Climate change in the Northeast could present two faces. “Climate change can easily intensify agricultural susceptibility, but also present fresh, surprising opportunities,” said David Wolfe, professor of plant and soil ecology and senior author of the paper.
For the past two decades, the Northeast has been getting warmer for longer periods of time. Concurrently, the region has seen a 71 percent increase in the frequency of extreme precipitation events – more than any other region in the United States, according to the paper. Heavy rainfall, for example, increases the likelihood of foliar diseases, such as potato and tomato late blight, and plant root fungal problems that stress carrots and other root vegetables.

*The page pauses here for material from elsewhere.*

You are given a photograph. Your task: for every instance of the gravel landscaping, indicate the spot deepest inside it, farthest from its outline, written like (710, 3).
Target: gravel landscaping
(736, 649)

Precipitation data collected from Cornell’s Northeast Regional Climate Center indicate that summer rainfall averaged 133 percent (2013), 111 percent (2014), 118 percent (2015) and 92 percent (2016) of normal conditions – which uses the 1981-2010 average as a baseline – throughout the region.

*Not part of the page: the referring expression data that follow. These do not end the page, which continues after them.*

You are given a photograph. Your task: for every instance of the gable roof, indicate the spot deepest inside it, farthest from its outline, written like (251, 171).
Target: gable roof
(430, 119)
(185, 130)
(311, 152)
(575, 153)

Wolfe and his colleagues note that the frost-free period has been getting longer, but excessive rainfall in either spring or fall can offset this potential benefit. “Heavy rains not only cause disease problems, but can prevent farmers from having access to the fields to plant in spring or to harvest in fall,” said Wolfe.
While warmer temperatures expand the agricultural production season, climate change warms the oceans and creates a more energetic atmosphere. This, in turn, brings more rainfall, said Art DeGaetano, professor of climatology and director of the Northeast Regional Climate Center.
For several years, the researchers examined the rainfall three weeks prior to the last frost. “What you see through time [is], the date of the last frost in the spring gets earlier and earlier. But that pushes you against the time when rainfall increases the most,” said DeGaetano.
For fresh market vegetable growers, profit is based on reaching market early, when the crop’s value is greatest. Delayed planting due to wet spring soils can have negative financial effects. Farmers can try planting a field even when it is wet, but using heavy farm equipment compacts soil and decreases its ability to hold water, diminishing yield potential.
Rainfall extremes are projected to continue through the current century, the researchers said.
The paper, “Unique Challenges and Opportunities for Northeastern U.S. Crop Production in a Changing Climate,” is part of a special issue of the journal Climatic Change, titled “Vulnerability Assessment of U.S. Agriculture and Forests developed by the U.S. Department of Agriculture Climate Hubs.” Co-authors are Gregory M. Peck, assistant professor of horticulture; Michael Hoffmann, executive director, Cornell Institute for Climate Smart Solutions; Mary Carey, Lewis Ziska and David Hollinger, U.S. Department of Agriculture; John Lea-Cox, University of Maryland; and Armen Kemanian, Pennsylvania State University.
Wolfe, DeGaetano, Hoffmann and Peck are faculty fellows at Cornell’s Atkinson Center for a Sustainable Future.